CEOs and executives have understood for a long time that a company’s brand is important and goes way beyond just a logo and tagline. But questions about the actual value of the brand have often relegated this vital asset to a fuzzy, feel-good, slightly nebulous item that rarely gets the executive attention it deserves.
It turns out that companies can determine how much a brand is worth. We’ve seen this most recently in the bidding war breaking out for Steinway, which is a brand that transcends time and technology. It has legendary cache, in a way that fabled brands like Kodak or Polaroid did not. We know that strong brands with good reputations have 31% better total return to shareholders than the MSCI World average....
Via Jeff Domansky
I think getting a good brand to your name/company is so important. I think that this is really the only true difference between your coffee shop and the coffee shop around the corner or that soap over this soap. The coffee may be exactly the same and the cafe have the exact same menu, however the brand is what will bring the consumer in and keep them coming back. Just like Starbucks, in my opinion the coffee it self is actually pretty rubbish same goes for the food (also over priced) compered with most cafes in auckland there are hundreds of nice and better options, yet I will still go there over the next door cafe purely because of the brand.

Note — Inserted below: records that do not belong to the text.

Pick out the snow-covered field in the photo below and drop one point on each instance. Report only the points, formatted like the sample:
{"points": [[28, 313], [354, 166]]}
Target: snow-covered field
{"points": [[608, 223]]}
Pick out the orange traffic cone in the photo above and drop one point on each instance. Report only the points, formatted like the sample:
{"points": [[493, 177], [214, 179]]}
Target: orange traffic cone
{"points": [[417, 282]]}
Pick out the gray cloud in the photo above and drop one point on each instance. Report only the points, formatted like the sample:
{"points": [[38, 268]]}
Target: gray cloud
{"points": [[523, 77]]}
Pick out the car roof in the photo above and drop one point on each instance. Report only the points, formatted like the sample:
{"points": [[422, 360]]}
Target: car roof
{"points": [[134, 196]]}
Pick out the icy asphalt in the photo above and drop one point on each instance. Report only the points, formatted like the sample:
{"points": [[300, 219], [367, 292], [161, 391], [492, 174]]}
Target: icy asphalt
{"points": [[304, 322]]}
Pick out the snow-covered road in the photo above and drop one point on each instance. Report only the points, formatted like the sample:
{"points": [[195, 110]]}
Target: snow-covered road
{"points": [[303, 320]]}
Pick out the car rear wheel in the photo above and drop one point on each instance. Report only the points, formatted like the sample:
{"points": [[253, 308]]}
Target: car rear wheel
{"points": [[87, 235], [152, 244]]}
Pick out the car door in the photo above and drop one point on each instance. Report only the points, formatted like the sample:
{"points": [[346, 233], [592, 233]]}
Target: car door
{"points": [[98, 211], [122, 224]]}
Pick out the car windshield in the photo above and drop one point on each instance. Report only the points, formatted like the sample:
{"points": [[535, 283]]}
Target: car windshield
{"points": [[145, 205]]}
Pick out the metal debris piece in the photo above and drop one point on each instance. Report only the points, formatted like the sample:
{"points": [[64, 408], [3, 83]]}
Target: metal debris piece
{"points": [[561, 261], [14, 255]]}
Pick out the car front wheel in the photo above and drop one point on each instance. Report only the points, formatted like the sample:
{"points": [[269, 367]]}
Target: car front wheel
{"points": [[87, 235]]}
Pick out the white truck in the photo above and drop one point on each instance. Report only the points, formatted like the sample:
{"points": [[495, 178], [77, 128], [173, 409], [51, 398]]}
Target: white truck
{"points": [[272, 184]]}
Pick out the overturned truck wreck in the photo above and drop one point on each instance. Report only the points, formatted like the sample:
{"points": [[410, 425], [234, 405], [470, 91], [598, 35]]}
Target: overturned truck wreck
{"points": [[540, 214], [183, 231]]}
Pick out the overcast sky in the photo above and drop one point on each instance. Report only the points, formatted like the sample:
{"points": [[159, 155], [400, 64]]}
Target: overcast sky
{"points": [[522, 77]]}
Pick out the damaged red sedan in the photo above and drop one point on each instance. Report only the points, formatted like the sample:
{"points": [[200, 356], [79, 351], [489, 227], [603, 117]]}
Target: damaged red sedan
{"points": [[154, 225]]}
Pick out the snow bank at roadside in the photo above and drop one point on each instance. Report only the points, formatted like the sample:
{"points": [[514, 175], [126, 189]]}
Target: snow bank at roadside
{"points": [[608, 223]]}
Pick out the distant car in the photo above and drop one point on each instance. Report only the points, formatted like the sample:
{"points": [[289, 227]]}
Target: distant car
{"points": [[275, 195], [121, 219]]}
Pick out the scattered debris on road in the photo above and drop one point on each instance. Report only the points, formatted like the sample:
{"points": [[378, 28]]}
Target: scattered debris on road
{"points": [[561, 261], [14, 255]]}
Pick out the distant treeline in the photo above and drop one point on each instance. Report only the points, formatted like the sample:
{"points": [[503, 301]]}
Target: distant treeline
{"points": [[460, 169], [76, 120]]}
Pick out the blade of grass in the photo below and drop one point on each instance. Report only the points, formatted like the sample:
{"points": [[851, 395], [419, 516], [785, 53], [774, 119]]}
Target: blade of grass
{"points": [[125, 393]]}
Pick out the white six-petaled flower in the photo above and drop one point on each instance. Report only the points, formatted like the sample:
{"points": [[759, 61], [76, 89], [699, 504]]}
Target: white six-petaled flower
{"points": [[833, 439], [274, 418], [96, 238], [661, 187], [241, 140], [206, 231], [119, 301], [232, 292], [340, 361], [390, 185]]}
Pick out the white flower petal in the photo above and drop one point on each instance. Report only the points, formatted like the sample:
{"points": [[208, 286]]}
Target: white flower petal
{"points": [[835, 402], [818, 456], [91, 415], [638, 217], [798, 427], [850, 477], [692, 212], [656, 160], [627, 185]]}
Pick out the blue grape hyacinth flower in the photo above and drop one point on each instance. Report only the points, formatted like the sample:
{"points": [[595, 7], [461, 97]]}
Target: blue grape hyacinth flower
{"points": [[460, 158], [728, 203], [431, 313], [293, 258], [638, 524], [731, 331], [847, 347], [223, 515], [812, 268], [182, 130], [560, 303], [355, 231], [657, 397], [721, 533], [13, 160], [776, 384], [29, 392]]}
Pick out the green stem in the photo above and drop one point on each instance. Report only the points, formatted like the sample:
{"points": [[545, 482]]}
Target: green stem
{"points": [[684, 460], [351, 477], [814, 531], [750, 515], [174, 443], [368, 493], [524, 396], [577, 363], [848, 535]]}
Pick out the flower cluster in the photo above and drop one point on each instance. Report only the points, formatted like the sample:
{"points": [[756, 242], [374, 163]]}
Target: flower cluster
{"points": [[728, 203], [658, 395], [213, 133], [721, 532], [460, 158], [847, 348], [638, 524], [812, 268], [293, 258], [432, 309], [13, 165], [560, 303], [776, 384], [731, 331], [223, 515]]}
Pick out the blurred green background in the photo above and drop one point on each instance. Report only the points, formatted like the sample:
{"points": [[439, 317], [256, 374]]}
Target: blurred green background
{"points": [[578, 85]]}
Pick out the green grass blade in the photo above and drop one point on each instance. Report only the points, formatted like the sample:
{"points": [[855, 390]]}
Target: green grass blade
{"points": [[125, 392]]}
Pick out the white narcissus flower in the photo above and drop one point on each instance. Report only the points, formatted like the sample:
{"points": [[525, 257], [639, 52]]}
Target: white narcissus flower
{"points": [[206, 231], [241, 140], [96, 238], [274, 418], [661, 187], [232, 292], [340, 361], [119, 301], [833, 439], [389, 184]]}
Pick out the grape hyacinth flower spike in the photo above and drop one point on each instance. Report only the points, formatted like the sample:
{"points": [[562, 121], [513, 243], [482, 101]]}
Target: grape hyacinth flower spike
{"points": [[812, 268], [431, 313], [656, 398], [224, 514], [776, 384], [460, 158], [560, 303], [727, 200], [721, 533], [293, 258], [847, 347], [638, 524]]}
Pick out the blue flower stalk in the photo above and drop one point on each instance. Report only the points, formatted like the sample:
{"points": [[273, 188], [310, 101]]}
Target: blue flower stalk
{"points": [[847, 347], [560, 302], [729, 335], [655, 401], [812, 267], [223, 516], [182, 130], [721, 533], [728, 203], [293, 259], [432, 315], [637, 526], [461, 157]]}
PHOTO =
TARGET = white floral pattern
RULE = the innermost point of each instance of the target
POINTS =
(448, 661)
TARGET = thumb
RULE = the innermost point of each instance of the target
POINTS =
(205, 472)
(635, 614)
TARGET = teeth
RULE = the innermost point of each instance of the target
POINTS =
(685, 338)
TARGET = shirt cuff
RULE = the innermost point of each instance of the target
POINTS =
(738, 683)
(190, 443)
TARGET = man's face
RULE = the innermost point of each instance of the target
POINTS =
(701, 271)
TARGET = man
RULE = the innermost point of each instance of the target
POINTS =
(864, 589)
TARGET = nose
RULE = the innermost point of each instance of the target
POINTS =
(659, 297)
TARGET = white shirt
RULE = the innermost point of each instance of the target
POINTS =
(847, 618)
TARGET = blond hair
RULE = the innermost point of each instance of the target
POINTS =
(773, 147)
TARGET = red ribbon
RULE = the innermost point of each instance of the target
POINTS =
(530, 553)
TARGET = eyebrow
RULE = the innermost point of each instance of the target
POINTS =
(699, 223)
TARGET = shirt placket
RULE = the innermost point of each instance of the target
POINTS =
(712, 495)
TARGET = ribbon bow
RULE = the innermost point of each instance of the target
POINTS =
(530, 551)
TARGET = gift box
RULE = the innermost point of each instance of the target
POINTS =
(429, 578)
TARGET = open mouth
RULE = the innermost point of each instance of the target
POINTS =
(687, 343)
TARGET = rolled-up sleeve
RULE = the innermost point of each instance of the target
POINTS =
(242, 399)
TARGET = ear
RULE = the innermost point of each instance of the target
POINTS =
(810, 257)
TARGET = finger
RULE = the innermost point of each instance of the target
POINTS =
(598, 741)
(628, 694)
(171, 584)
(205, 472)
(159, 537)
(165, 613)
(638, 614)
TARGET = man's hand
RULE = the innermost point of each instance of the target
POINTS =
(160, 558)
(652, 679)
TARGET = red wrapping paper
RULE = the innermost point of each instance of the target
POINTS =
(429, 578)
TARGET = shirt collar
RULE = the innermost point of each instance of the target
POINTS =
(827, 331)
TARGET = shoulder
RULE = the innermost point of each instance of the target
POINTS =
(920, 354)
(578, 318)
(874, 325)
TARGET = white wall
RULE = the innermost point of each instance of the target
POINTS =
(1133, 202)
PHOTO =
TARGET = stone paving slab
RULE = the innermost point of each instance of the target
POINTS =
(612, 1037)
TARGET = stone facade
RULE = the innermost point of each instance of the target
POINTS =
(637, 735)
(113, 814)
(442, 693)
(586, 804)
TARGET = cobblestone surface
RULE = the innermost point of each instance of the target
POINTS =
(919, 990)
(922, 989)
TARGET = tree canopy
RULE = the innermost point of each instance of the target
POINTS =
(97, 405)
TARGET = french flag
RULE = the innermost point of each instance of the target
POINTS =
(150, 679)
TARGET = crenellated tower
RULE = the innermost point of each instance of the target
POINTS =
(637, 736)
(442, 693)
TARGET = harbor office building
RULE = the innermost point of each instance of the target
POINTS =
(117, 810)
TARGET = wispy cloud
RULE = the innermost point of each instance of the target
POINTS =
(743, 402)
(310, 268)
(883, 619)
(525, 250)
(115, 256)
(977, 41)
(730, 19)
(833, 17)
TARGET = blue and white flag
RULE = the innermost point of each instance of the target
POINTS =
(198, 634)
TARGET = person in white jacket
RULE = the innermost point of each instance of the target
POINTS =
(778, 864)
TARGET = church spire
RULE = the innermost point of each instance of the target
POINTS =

I also think this is where it is going to become a lot harder for companies and products to create this brand when they have to rely solely on digital media to do so. As I beleve the strongest brands are formed thru a tactile encounter with the product by actually going into the shop or business and experiencing it for your self. This becomes much harder when it is only on a screen with a million other distraction as well as sitting anywhere doing so in a very uncontrolled environment.